夜もすでに明けた頃。僕と弥五左ヱ門さんと七兵さんの三人は、荻野山中藩の陣屋まで戻ってきた。

「磯辺村の渡し場まで行ったときによ……」

弥五左ヱ門さんと七兵さんが、昨晩のことを話している。二人は猫又に催眠をかけられたことも、煙玉に乗って江戸屋敷まで行ったことも、そして帰ってきたことも記憶にないのだ。その代りに、僕らはちゃんと自分の足で行ったと思い込んでいるんだ。

「それにしてもよ、いくら古くからの組合とはいえ、こんな役なぁ」

二人は急に、僕に聞こえないくらいの小声になった。僕は肩身が狭くなって、何かを思いついたふりをして小走りで陣屋へと向かった。

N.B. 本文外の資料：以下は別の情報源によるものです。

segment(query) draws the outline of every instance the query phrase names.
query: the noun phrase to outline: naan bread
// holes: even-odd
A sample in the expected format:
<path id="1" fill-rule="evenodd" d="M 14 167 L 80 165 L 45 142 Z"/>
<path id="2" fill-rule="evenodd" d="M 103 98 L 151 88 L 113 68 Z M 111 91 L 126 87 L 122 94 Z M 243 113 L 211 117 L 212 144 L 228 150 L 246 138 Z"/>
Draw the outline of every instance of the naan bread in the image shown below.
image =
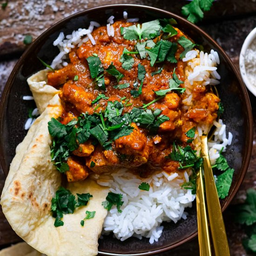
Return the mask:
<path id="1" fill-rule="evenodd" d="M 45 71 L 42 71 L 28 79 L 37 92 L 33 93 L 34 97 L 38 95 L 36 94 L 41 85 L 48 88 L 46 82 L 43 84 L 41 81 L 45 75 Z M 41 101 L 52 93 L 55 95 L 47 105 Z M 107 214 L 101 202 L 108 189 L 89 178 L 68 184 L 67 188 L 73 194 L 89 193 L 93 197 L 87 206 L 77 208 L 73 214 L 64 215 L 64 226 L 54 227 L 55 219 L 50 212 L 51 200 L 61 185 L 61 177 L 51 162 L 52 139 L 47 123 L 51 117 L 61 115 L 63 109 L 55 92 L 50 93 L 47 89 L 46 95 L 42 94 L 41 98 L 37 96 L 37 105 L 43 112 L 17 147 L 1 196 L 3 212 L 16 233 L 42 253 L 48 256 L 96 255 L 98 239 Z M 87 210 L 96 213 L 94 218 L 86 220 L 82 227 L 80 222 Z"/>
<path id="2" fill-rule="evenodd" d="M 0 256 L 43 256 L 27 243 L 22 242 L 0 251 Z"/>

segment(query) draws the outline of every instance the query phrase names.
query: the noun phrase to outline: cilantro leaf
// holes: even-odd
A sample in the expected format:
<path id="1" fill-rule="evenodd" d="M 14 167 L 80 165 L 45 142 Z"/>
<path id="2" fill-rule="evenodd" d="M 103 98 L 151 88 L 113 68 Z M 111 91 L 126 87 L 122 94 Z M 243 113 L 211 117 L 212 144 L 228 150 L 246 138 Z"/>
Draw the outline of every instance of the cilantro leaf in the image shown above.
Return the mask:
<path id="1" fill-rule="evenodd" d="M 80 224 L 81 224 L 81 226 L 84 226 L 84 221 L 87 219 L 92 219 L 93 218 L 94 218 L 94 216 L 95 216 L 95 214 L 96 212 L 95 211 L 93 211 L 92 212 L 90 212 L 89 211 L 86 211 L 85 212 L 86 214 L 87 215 L 85 218 L 81 221 L 80 222 Z"/>
<path id="2" fill-rule="evenodd" d="M 145 190 L 148 191 L 149 190 L 149 184 L 145 182 L 142 182 L 139 185 L 139 189 L 141 190 Z"/>
<path id="3" fill-rule="evenodd" d="M 114 141 L 117 140 L 123 136 L 129 135 L 134 129 L 132 126 L 124 126 L 121 130 L 118 130 L 117 133 L 114 133 L 112 135 L 112 138 Z"/>
<path id="4" fill-rule="evenodd" d="M 130 86 L 130 84 L 129 83 L 125 83 L 124 84 L 120 84 L 116 85 L 114 85 L 113 87 L 115 89 L 124 89 L 125 88 L 127 88 Z"/>
<path id="5" fill-rule="evenodd" d="M 56 191 L 55 197 L 52 199 L 51 206 L 53 216 L 56 218 L 54 222 L 55 227 L 63 225 L 64 222 L 61 220 L 63 214 L 73 213 L 76 203 L 74 195 L 69 190 L 61 187 Z"/>
<path id="6" fill-rule="evenodd" d="M 123 54 L 121 55 L 119 61 L 122 63 L 122 67 L 126 70 L 129 70 L 133 67 L 134 59 L 131 56 L 124 54 L 125 51 L 128 51 L 126 48 L 124 49 Z"/>
<path id="7" fill-rule="evenodd" d="M 113 192 L 108 192 L 106 201 L 102 202 L 102 205 L 105 209 L 110 211 L 113 205 L 116 205 L 117 211 L 122 212 L 120 207 L 123 205 L 123 201 L 122 201 L 123 195 L 121 194 L 115 194 Z"/>
<path id="8" fill-rule="evenodd" d="M 90 201 L 90 198 L 93 197 L 89 193 L 87 193 L 86 194 L 77 194 L 76 195 L 77 195 L 76 207 L 87 205 L 88 202 Z"/>
<path id="9" fill-rule="evenodd" d="M 186 54 L 189 51 L 192 50 L 196 45 L 184 36 L 181 36 L 181 37 L 178 39 L 178 42 L 184 48 L 184 51 L 182 52 L 180 55 L 180 59 L 184 58 Z"/>
<path id="10" fill-rule="evenodd" d="M 99 141 L 101 146 L 108 141 L 108 135 L 106 134 L 108 133 L 103 131 L 100 125 L 98 125 L 94 128 L 91 129 L 89 132 Z"/>
<path id="11" fill-rule="evenodd" d="M 141 28 L 140 24 L 137 24 L 137 26 L 133 25 L 121 27 L 121 32 L 125 39 L 132 40 L 141 40 L 141 38 L 151 39 L 153 37 L 152 35 L 157 33 L 160 29 L 159 20 L 155 20 L 142 23 Z"/>
<path id="12" fill-rule="evenodd" d="M 91 76 L 93 79 L 96 78 L 99 74 L 104 71 L 101 61 L 98 57 L 90 56 L 87 59 L 89 65 Z"/>
<path id="13" fill-rule="evenodd" d="M 189 137 L 194 139 L 195 137 L 195 130 L 196 129 L 196 127 L 195 126 L 193 128 L 191 128 L 190 130 L 189 130 L 185 134 Z"/>
<path id="14" fill-rule="evenodd" d="M 219 106 L 219 109 L 217 112 L 217 115 L 218 116 L 220 116 L 224 113 L 224 107 L 222 102 L 219 102 L 218 103 L 218 106 Z"/>
<path id="15" fill-rule="evenodd" d="M 96 99 L 92 101 L 92 104 L 95 103 L 101 99 L 108 100 L 108 97 L 107 97 L 104 94 L 99 94 L 99 95 L 96 97 Z"/>
<path id="16" fill-rule="evenodd" d="M 109 74 L 113 75 L 116 78 L 117 83 L 124 76 L 124 75 L 120 73 L 115 67 L 113 65 L 113 62 L 109 65 L 106 71 Z"/>
<path id="17" fill-rule="evenodd" d="M 235 170 L 229 168 L 224 172 L 218 176 L 216 182 L 216 188 L 219 197 L 221 199 L 225 198 L 229 194 L 232 178 Z"/>
<path id="18" fill-rule="evenodd" d="M 256 223 L 256 190 L 249 189 L 245 203 L 237 208 L 236 220 L 240 224 L 249 226 Z"/>
<path id="19" fill-rule="evenodd" d="M 26 45 L 30 44 L 33 40 L 32 36 L 30 34 L 27 35 L 23 40 L 23 43 Z"/>
<path id="20" fill-rule="evenodd" d="M 166 60 L 171 63 L 177 63 L 177 60 L 175 58 L 175 54 L 178 49 L 178 45 L 176 43 L 172 43 L 171 48 L 166 55 Z"/>
<path id="21" fill-rule="evenodd" d="M 159 45 L 154 48 L 151 49 L 146 49 L 146 52 L 149 55 L 150 58 L 150 66 L 153 67 L 157 57 L 158 56 L 158 53 L 160 49 L 161 45 Z"/>
<path id="22" fill-rule="evenodd" d="M 48 130 L 51 136 L 62 138 L 67 135 L 66 126 L 54 117 L 48 122 Z"/>
<path id="23" fill-rule="evenodd" d="M 162 62 L 165 60 L 166 55 L 172 46 L 172 43 L 168 40 L 160 40 L 157 43 L 161 47 L 157 56 L 157 61 Z"/>

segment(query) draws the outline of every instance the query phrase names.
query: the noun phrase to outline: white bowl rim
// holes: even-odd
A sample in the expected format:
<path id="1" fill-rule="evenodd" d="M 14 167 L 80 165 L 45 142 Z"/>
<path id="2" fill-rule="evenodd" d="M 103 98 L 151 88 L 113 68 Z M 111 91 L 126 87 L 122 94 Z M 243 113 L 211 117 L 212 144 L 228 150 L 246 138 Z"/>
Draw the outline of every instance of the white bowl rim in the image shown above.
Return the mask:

浪人はすでに引き揚げた後だった。焼け屋敷の中に入ると、僕は悔しくて悲しくて、涙が込み上げてきたんだ。

「武器がない。着物もない。箪笥は……?全部、空っぽだ!」

「政立くん!」

そのとき、懐かしい声がした。

「真與(まこと)くん!無事だったんだな」

真與くんは、僕の屋敷の隣に住んでいる少年だ。

「政立くんもしっかり逃げたんだね。よかった。君は賢いから。だけど申し訳ない、兄上たちが……」

そこで真與くんはぐっと言葉を飲んだ。僕は猫又の言葉を思い出した。

(真與の兄貴たちは殺されたみたいだな)

まだ小さい真與くんの肩は小刻みに震えていた。僕は真與くんの肩をしっかりと抱いた。

「わかっている。僕も薩摩の浪人が憎い。屋敷を焼き払って、人を殺して、武器も衣服も持ち去って。実に無情な仕業だよ」

真與くんはその震えた小さな身体から、やっとのことで声を出した。

「浪人たち、このくらいの武器や道具がある家なら、金がなくっちゃおかしいって、くまなく探したらしいよ」

「そうだったのか。それにしても、百味箪笥(ひゃくみだんす)の抽斗までかい?見てくれよ。薬同士が混ざって、これでは何の役にも立たない」

煤だらけになった薬の箪笥は、ほとんど壊れかけていた。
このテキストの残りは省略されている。